Sometimes it *does* pay to be neutral

by Michael S. Kaplan, published on 2005/08/31 03:03 -04:00, original URI: http://blogs.msdn.com/b/michkap/archive/2005/08/31/458266.aspx


I can hardly believe it has been a year since I asked and answered the questions What is a neutral culture? What is a neutral locale?

I spent a bunch of time talking about how lame neutral locales were on Wn32 given how they are not supported by any of the NLS functions.

They are very useful for resources though, something Stuart reminded me of the other day when he asked the following question in the newsgroups:

In XP my user is set to German (Switzerland) and in my COM dll (built in Visual Studio 6) I have resources for German (Germany) and English (U.S.)

However the German (Germany) string table is ignored and the LoadString win32 call loads the English (U.S.) resource.

Why is the German (Switzerland) user loading the English (U.S.) resource?

Well, once upon a time this is what may have happened -- if you look at the section of Chapter 4 of the first edition of Developing International Software for Windows 95 and Windows NT entitled Multiple Language Resources:

On Windows NT, FindResource searches for resources tagged with the language ID of the calling thread. On Windows 95, it searches for resources tagged with the default system language ID. On Windows NT, you can search for a resource in a specific language by calling FindResourceEx, which takes a language ID as a parameter. Both FindResource and FindResourceEx first attempt to find a resource tagged with a language ID, as described above. If they don't find anything, they then search for a resource tagged with the same primary language as that of the specified language ID. (If several resources with the same primary language but different sublanguages exist, the functions will return whatever they encounter first.) If, for example, the program requests resources in Standard German that aren't available, the program can retrieve Austrian German or Swiss German resources and still provide a user interface that the user can understand.

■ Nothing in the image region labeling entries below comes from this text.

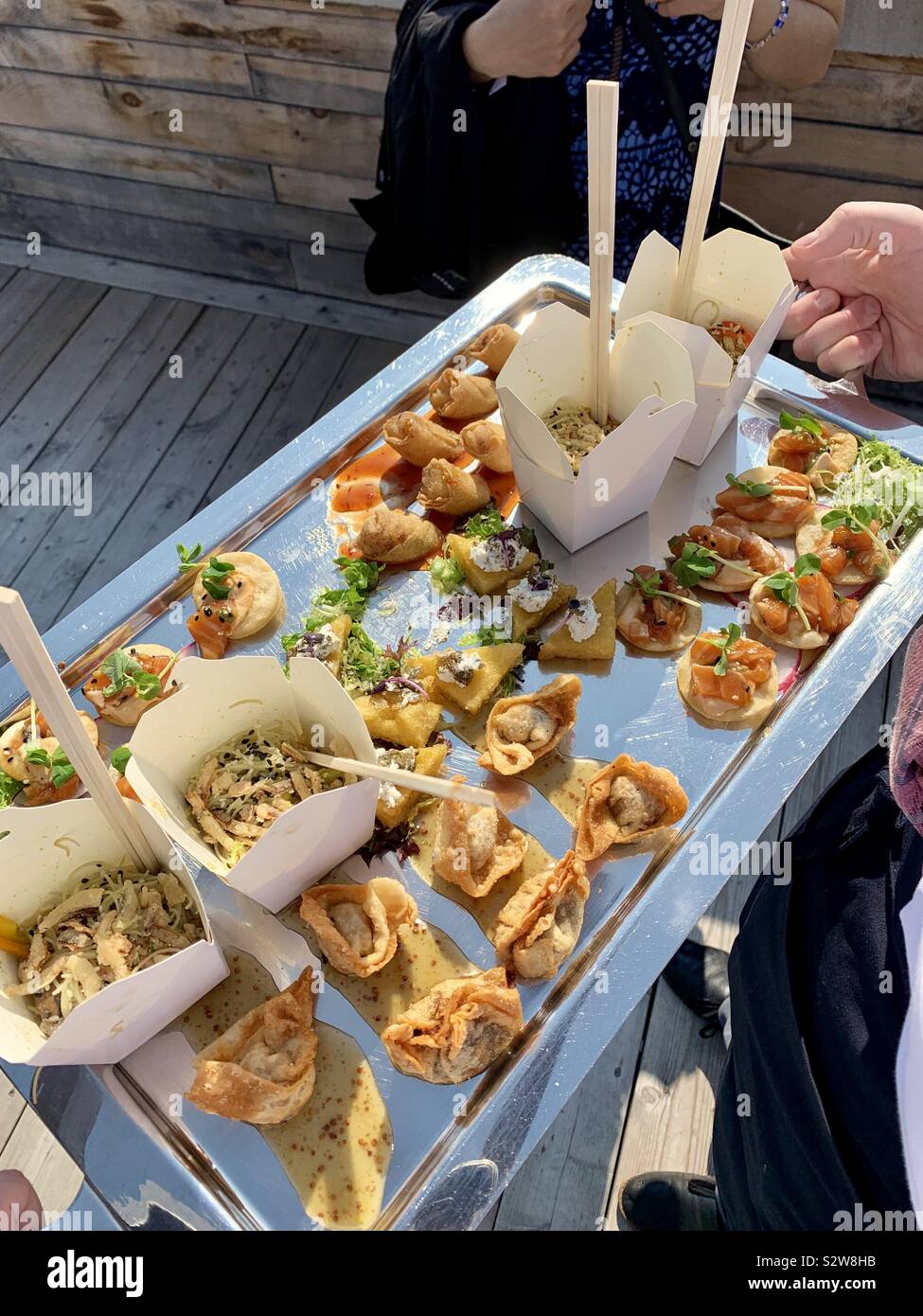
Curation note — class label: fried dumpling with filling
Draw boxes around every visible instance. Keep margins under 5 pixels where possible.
[539,580,615,662]
[189,553,283,642]
[577,754,688,860]
[187,969,317,1124]
[356,507,442,562]
[300,878,417,978]
[429,367,496,419]
[478,675,583,776]
[384,412,464,466]
[375,741,449,830]
[417,456,491,516]
[434,776,529,898]
[462,419,512,475]
[407,644,523,713]
[382,968,523,1083]
[494,850,590,978]
[468,325,519,375]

If the FindResource and FindResourceEx functions do not find any resources that match the language ID's primary language, they search for resources tagged as "language-neutral." This language ID is useful for resource elements such as icons or cursors that are identical for all languages. If a bitmap or an icon will differ for some languages, you can define one language-neutral bitmap as the default and specify language IDs for as many other customized bitmaps as required. For example, bidirectional applications might require bitmaps with right-to-left directionality. Because the FindResource and FindResourceEx functions always search for specific language IDs first, they will always find a bitmap tagged with that language ID before they find one tagged as language-neutral. The search algorithm they follow is summarized in the following list:

  1. Primary language/sublanguage
  2. Primary language
  3. Language-neutral
  4. English (skipped if primary language is English)
  5. Any

But a lot has changed since this book was published (hell, just after the section I quoted is the one that talks about how you can use SetThreadLocale to choose the language and if you are a regular reader here then you know how I feel about SetThreadLocale.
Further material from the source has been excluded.